# Space Files Monitoring

Real-time file change notifications for Onedata spaces via **Server-Sent Events (SSE)**.

---

## What is Space Files Monitoring?

Space Files Monitoring is a system that streams real-time notifications when files 
change within specified directories of a space. Think of it as "file system watch" 
for Onedata, delivered over HTTP using Server-Sent Events.

When a file is created, modified, or deleted in a directory you're watching, you 
receive an immediate notification with the file's ID and requested attributes. 
This enables building responsive user interfaces and external integrations that 
stay synchronized with file system state.

## Why use it?

**Live User Interfaces**: Update file lists in web applications immediately when 
files change, without polling or manual refreshes.

**External Integrations**: Trigger workflows in external systems (data pipelines, 
analysis tools, notification services) the moment files appear or change.

**Collaborative Workflows**: Multiple users or systems can observe the same directories 
and react to changes in real-time, enabling coordinated data processing.

**Efficient Updates**: Receive only the file attributes you need, reducing bandwidth 
and processing overhead compared to polling entire directory listings.

## Key concepts

Understanding a few core concepts will help you work effectively with the system:

**[Main Monitor](glossary.md#main-monitor)** - The primary monitor process for a space 
that streams live events from the current database sequence. One per actively monitored 
space.

**[Replay Monitor](glossary.md#replay-monitor)** - A temporary monitor that replays 
historical events when you reconnect after a disconnect. Ensures you don't miss any 
changes.

**[Observers](glossary.md#observer)** - Clients subscribed to monitors. Each observer 
specifies which directories to watch and which file attributes to receive.

**[Last-Event-Id](glossary.md#last-event-id)** - SSE standard header containing the 
sequence number of the last event you received. Used for seamless reconnection without 
missing events.

**[Takeover](glossary.md#takeover)** - The seamless transfer from replay monitor 
to main monitor when you've caught up after reconnection.

**[Heartbeat Events](glossary.md#heartbeat-event)** - Periodic updates keeping your 
sequence number current during inactivity, preventing unnecessary replay on reconnect.

## Quick architecture

```mermaid
graph TB
    subgraph "Client Side"
        Client[HTTP Client<br/>SSE Connection]
    end
    
    subgraph "Oneprovider - Space Files Monitoring"
        Manager[Manager<br/>Routing & Lifecycle]
        
        subgraph "Per-Space Processes"
            Main[Main Monitor<br/>Live Events]
            Replay[Replay Monitor<br/>Historical Replay]
        end
        
        DB[(Couchbase<br/>Document Changes)]
    end
    
    Client -->|1. Subscribe with Last-Event-Id| Manager
    Manager -->|2a. If caught up| Main
    Manager -->|2b. If behind| Replay
    
    DB -->|Changes Stream| Main
    DB -->|Changes Stream| Replay
    
    Main -->|3. Live Events| Client
    Replay -->|3. Historical Events| Client
    Replay -.->|4. Takeover| Main
    
    style Manager fill:#f9f,stroke:#333
    style Main fill:#9f9,stroke:#333
    style Replay fill:#ff9,stroke:#333
    style DB fill:#9ff,stroke:#333
```

### How it works

1. **Subscribe**: Client connects via HTTP SSE, specifying directories to observe 
   and file attributes to receive.

2. **Route**: Manager routes the client to either:
   - **Main Monitor** (if caught up or first connection)
   - **Replay Monitor** (if behind after disconnect)

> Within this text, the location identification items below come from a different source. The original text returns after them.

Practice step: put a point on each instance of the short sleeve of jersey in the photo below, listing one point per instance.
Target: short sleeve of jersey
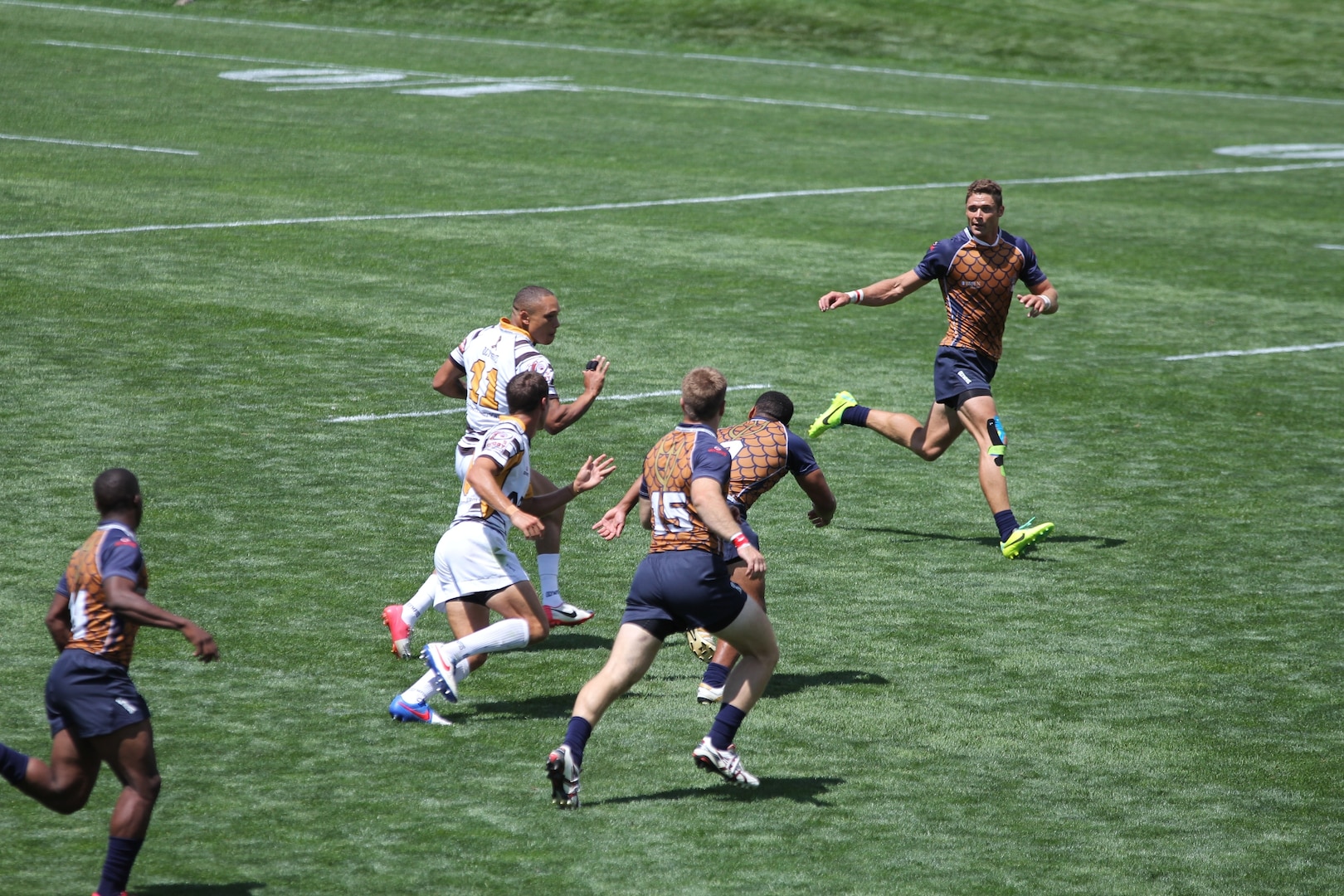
(500, 445)
(121, 557)
(801, 460)
(710, 460)
(936, 261)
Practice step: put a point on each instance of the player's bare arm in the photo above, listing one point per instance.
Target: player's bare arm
(58, 621)
(128, 603)
(559, 416)
(823, 499)
(481, 477)
(450, 381)
(709, 501)
(884, 292)
(1043, 299)
(613, 522)
(589, 477)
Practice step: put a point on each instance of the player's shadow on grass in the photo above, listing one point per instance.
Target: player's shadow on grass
(574, 641)
(784, 683)
(201, 889)
(800, 790)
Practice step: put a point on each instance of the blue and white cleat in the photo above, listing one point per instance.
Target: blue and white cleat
(402, 711)
(440, 661)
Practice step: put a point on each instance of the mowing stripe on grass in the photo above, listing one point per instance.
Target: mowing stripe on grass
(660, 203)
(704, 56)
(362, 418)
(1257, 351)
(82, 143)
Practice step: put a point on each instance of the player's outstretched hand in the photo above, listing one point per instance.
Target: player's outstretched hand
(594, 375)
(593, 472)
(754, 561)
(834, 299)
(611, 524)
(205, 645)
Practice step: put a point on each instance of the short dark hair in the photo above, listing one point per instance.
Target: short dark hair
(777, 406)
(116, 489)
(530, 299)
(702, 391)
(526, 391)
(986, 187)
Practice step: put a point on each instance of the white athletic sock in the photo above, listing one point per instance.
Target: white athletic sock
(424, 599)
(505, 635)
(548, 571)
(421, 691)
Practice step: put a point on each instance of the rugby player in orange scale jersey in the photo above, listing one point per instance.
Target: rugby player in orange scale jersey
(763, 449)
(95, 713)
(976, 270)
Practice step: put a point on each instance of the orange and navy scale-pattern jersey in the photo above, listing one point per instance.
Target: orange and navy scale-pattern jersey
(110, 551)
(687, 453)
(762, 451)
(977, 286)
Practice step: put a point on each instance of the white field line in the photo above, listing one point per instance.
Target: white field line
(82, 143)
(1278, 349)
(704, 56)
(633, 397)
(401, 85)
(659, 203)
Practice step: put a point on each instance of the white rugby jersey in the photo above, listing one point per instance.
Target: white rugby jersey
(492, 356)
(507, 445)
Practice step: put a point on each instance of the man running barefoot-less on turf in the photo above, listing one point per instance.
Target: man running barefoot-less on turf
(683, 583)
(475, 570)
(976, 270)
(97, 716)
(762, 449)
(479, 370)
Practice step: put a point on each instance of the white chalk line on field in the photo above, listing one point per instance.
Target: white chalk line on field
(663, 203)
(1278, 349)
(633, 397)
(95, 145)
(704, 56)
(543, 82)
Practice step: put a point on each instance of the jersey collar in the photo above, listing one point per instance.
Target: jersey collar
(509, 325)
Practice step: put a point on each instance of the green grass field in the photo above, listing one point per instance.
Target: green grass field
(1149, 703)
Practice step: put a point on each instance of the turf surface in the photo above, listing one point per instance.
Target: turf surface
(1146, 704)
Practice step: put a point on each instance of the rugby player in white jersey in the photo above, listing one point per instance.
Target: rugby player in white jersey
(479, 370)
(474, 568)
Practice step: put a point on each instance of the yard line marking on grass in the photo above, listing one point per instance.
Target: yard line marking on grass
(633, 397)
(661, 203)
(84, 143)
(1278, 349)
(704, 56)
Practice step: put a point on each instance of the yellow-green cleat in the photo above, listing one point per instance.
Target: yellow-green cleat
(1025, 536)
(830, 416)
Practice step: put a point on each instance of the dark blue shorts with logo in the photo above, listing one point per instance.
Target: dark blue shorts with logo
(91, 696)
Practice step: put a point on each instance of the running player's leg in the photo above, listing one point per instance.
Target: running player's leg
(548, 562)
(61, 785)
(130, 755)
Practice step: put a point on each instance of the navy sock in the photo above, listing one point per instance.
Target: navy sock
(577, 735)
(726, 727)
(856, 416)
(715, 674)
(116, 868)
(14, 765)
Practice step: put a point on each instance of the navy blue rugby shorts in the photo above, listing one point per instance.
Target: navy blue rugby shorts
(960, 370)
(682, 590)
(91, 696)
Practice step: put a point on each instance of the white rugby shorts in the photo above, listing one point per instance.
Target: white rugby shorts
(474, 558)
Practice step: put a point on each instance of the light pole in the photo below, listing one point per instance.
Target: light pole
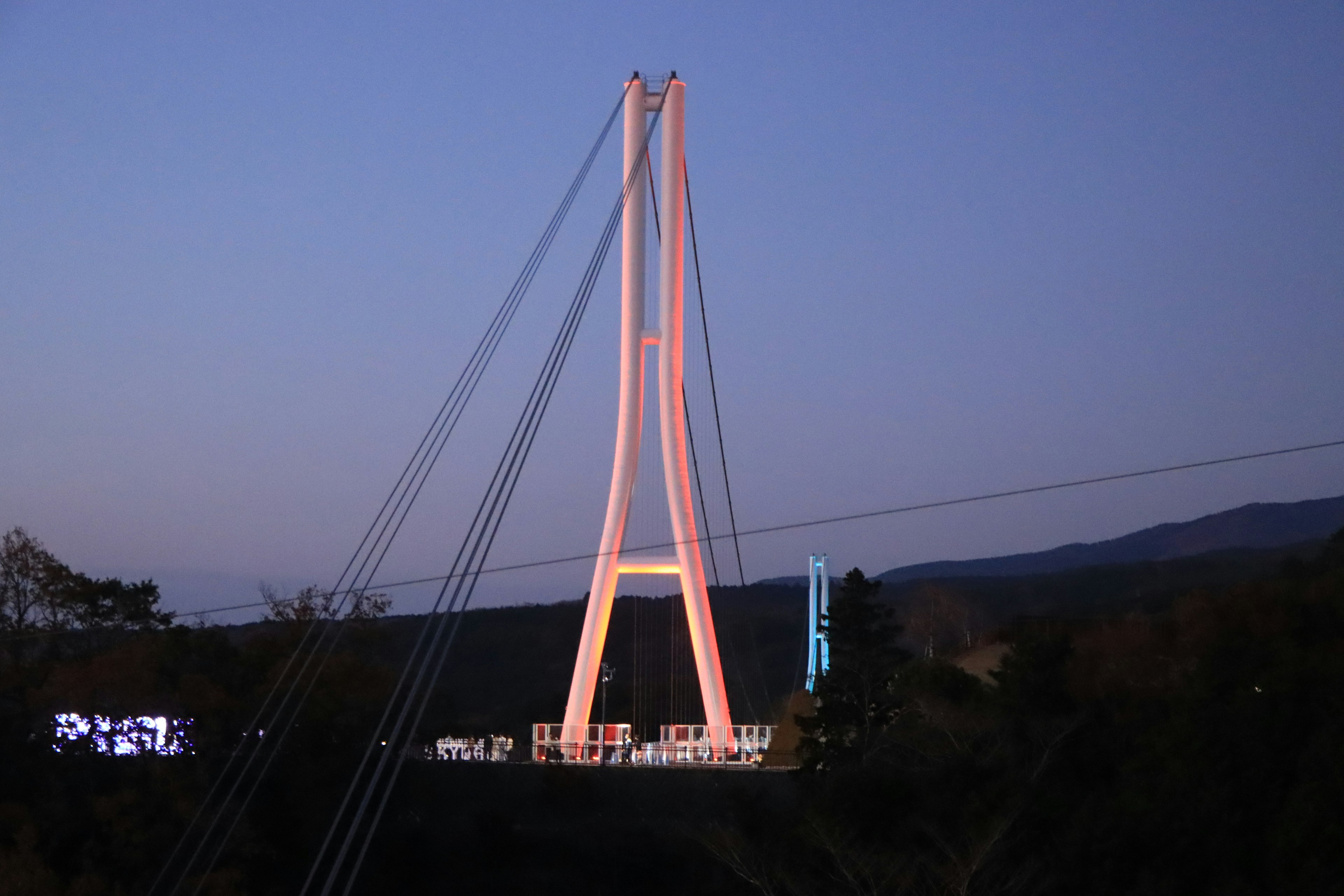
(607, 676)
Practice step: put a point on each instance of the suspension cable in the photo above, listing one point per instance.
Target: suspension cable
(709, 355)
(401, 499)
(476, 546)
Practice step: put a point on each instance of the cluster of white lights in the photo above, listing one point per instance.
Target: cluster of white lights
(132, 737)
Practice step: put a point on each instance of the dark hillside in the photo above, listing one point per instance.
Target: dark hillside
(1252, 526)
(511, 667)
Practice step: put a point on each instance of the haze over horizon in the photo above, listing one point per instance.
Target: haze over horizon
(246, 252)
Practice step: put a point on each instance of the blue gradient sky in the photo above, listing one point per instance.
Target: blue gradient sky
(246, 248)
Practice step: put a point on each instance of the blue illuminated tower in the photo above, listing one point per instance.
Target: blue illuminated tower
(819, 605)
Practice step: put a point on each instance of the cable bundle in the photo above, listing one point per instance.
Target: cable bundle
(394, 735)
(218, 816)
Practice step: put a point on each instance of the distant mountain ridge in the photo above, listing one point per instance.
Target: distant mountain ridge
(1252, 526)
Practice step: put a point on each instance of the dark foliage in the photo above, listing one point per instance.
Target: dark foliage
(1187, 751)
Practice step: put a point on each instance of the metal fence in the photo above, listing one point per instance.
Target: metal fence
(679, 746)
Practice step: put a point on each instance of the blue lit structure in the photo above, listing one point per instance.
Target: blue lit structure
(819, 605)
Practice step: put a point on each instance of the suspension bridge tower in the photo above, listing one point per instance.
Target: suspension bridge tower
(666, 334)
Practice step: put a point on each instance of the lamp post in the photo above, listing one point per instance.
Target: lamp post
(607, 676)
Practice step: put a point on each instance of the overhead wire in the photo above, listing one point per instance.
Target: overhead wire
(768, 530)
(480, 539)
(695, 463)
(404, 492)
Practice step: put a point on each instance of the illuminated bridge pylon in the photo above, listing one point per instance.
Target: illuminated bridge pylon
(667, 338)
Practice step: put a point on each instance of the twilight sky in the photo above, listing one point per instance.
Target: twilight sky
(246, 248)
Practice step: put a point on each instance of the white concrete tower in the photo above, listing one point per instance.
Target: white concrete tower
(635, 336)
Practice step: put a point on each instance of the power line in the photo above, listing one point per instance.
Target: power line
(785, 527)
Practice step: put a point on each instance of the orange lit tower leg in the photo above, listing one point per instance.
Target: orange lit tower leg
(672, 418)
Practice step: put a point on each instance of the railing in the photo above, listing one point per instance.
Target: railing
(736, 746)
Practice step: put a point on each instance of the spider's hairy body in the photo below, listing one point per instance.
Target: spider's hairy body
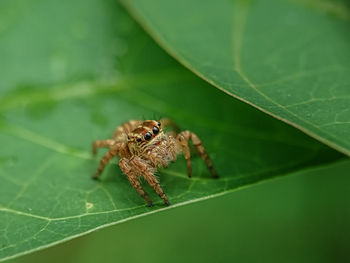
(142, 147)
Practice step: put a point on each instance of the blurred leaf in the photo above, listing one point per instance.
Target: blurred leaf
(290, 59)
(72, 72)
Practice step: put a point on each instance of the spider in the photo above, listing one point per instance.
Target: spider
(142, 147)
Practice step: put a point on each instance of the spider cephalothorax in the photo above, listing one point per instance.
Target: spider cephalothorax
(143, 147)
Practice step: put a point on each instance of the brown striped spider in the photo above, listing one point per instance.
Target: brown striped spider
(143, 147)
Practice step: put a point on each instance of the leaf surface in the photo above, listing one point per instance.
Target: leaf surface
(72, 72)
(290, 59)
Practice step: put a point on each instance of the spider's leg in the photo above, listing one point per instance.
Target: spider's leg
(187, 135)
(101, 144)
(148, 173)
(122, 131)
(105, 159)
(183, 143)
(132, 177)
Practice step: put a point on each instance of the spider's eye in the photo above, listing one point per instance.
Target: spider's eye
(155, 130)
(148, 136)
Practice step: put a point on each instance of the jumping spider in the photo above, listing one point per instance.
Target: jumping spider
(142, 147)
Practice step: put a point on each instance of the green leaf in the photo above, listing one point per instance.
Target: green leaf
(290, 59)
(72, 72)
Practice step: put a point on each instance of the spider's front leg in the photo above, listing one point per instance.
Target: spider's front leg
(126, 167)
(147, 172)
(182, 140)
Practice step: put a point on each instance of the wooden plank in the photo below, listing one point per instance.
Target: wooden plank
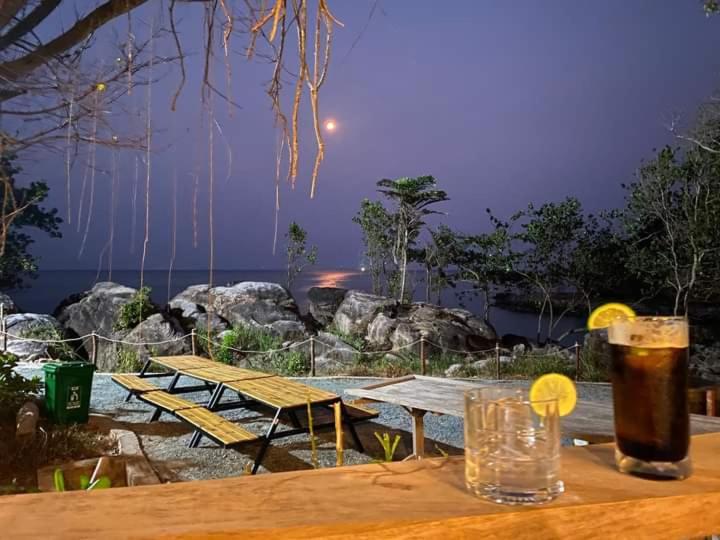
(167, 401)
(589, 420)
(182, 362)
(222, 374)
(133, 383)
(215, 425)
(413, 499)
(281, 393)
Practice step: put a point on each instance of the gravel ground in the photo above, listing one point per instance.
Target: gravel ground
(165, 442)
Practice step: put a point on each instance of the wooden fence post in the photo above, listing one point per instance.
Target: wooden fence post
(93, 350)
(339, 458)
(3, 327)
(577, 361)
(312, 356)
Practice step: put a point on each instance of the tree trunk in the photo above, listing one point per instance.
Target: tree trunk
(403, 269)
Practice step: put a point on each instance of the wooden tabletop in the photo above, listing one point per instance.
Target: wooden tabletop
(415, 499)
(589, 420)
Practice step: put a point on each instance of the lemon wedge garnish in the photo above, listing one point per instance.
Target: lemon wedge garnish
(605, 315)
(553, 386)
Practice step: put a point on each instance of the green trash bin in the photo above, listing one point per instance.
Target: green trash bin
(67, 391)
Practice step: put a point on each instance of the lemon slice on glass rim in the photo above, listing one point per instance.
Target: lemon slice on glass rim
(607, 314)
(553, 386)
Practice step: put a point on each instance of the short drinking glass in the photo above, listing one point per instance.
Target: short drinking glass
(512, 446)
(650, 399)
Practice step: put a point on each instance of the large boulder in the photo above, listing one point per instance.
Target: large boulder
(97, 311)
(268, 306)
(36, 327)
(8, 304)
(444, 329)
(190, 308)
(165, 335)
(358, 310)
(323, 302)
(380, 331)
(333, 355)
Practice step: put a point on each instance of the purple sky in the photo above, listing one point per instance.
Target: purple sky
(503, 102)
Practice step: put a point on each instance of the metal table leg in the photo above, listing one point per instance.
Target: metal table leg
(418, 432)
(145, 367)
(266, 442)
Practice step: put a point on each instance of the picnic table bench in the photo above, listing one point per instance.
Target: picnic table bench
(280, 395)
(419, 395)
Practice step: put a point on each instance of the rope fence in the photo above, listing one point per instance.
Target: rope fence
(423, 344)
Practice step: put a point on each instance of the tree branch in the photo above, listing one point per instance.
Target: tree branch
(28, 23)
(21, 67)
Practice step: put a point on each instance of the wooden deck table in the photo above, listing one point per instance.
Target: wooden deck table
(420, 395)
(402, 500)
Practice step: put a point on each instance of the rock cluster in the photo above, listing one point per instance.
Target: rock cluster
(341, 321)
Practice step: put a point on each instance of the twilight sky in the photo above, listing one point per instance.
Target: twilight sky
(503, 102)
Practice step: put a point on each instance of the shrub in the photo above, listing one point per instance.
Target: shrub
(355, 342)
(593, 366)
(532, 366)
(56, 351)
(139, 308)
(290, 363)
(128, 361)
(14, 388)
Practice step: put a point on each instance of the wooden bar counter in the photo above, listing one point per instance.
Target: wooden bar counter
(412, 499)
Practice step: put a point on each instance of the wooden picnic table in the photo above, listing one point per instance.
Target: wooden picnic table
(419, 395)
(281, 395)
(403, 500)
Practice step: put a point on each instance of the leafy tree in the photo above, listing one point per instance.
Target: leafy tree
(436, 256)
(672, 219)
(21, 210)
(483, 261)
(557, 252)
(412, 198)
(298, 255)
(377, 229)
(598, 263)
(139, 308)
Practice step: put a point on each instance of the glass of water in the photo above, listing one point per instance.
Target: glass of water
(512, 446)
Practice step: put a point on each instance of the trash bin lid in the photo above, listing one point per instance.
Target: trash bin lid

3. **Stream Events**: Client receives file change notifications as SSE events, 
   each with a unique sequence ID.

4. **Reconnect** (optional): On disconnect, client reconnects with `Last-Event-Id` 
   header. System replays missed events, then seamlessly transfers to live stream.

## System guarantees

The monitoring system provides strong consistency and reliability guarantees:

**No gaps**: When you reconnect with `Last-Event-Id`, you receive every event from 
that point forward. No changes are lost.

**No duplicates**: Event sequence numbers are strictly increasing. You never receive 
the same event twice during normal operation.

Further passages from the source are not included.